Beyond the News-Cap, however, I finally finished The Great Shark Hunt, the first anthology of essays by Hunter S. Thompson. I wrote about Thompson almost two years ago, breaking down his appeal to a combination of brilliant word-selection, a deeply nuanced understanding of the 60s and 70s, and a gleeful dishonesty.
More than 400 pages later, I still think no one picks words the way Thompson does, and I still think he really understood the cultural undercurrents of his time. But unlike two years ago, I no longer see his approach to the 60s as some kind of rah-rah, “We changed things forever” attitude. Thompson respected the intentions of the 60s’ counter-culture movements, but he’s also very aware that while the hippies didn’t exactly fail, they also didn’t really succeed, and within a decade, many aspects of American society had gotten much, much worse.
As to whether or not Thompson was a dishonest writer, and whether he took joy in that intentional dishonesty, I’m not so sure. Thompson’s Watergate writing is an especially tough nut to crack.
Nothing Thompson writes about Nixon and his cronies screams outright lie. But in this modern age of public relations, where so many layers of protection exist between the media and the people they write about that only the most white-washed versions ever reach print, it’s hard to believe a reporter — and especially one so openly hostile to his subject matter — could ever have been given such an intimate glimpse of the real people in power.

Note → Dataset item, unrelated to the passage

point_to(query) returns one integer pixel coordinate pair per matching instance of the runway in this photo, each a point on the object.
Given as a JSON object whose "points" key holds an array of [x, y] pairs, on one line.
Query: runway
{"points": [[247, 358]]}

Thompson’s political writing — and the majority of his writing, one way or another, is political — seems like an honest look at the political realities of his age. But it’s so honest, and so “raw” in its honesty, that as a survival mechanism the reader’s brain refuses to take it seriously.
At the end of one his final essays in the collection, Thompson quotes Muhammad Ali: “My way of joking is to tell the truth. That’s the funniest joke in the world.” Thompson goes on to claim those two sentences as the best explanation of “Gonzo journalism,” that reporting style that Thompson invented and no one has ever successfully replicated.
But a joke is not meant to be taken seriously. Jokes — and it’s pretty clear Thompson loved jokes — are fictions, and writing the truth in a way that makes it appear fictitious might count as dishonesty.
Or maybe not. I don’t really know. I just know I enjoyed the hell out of The Great Shark Hunt.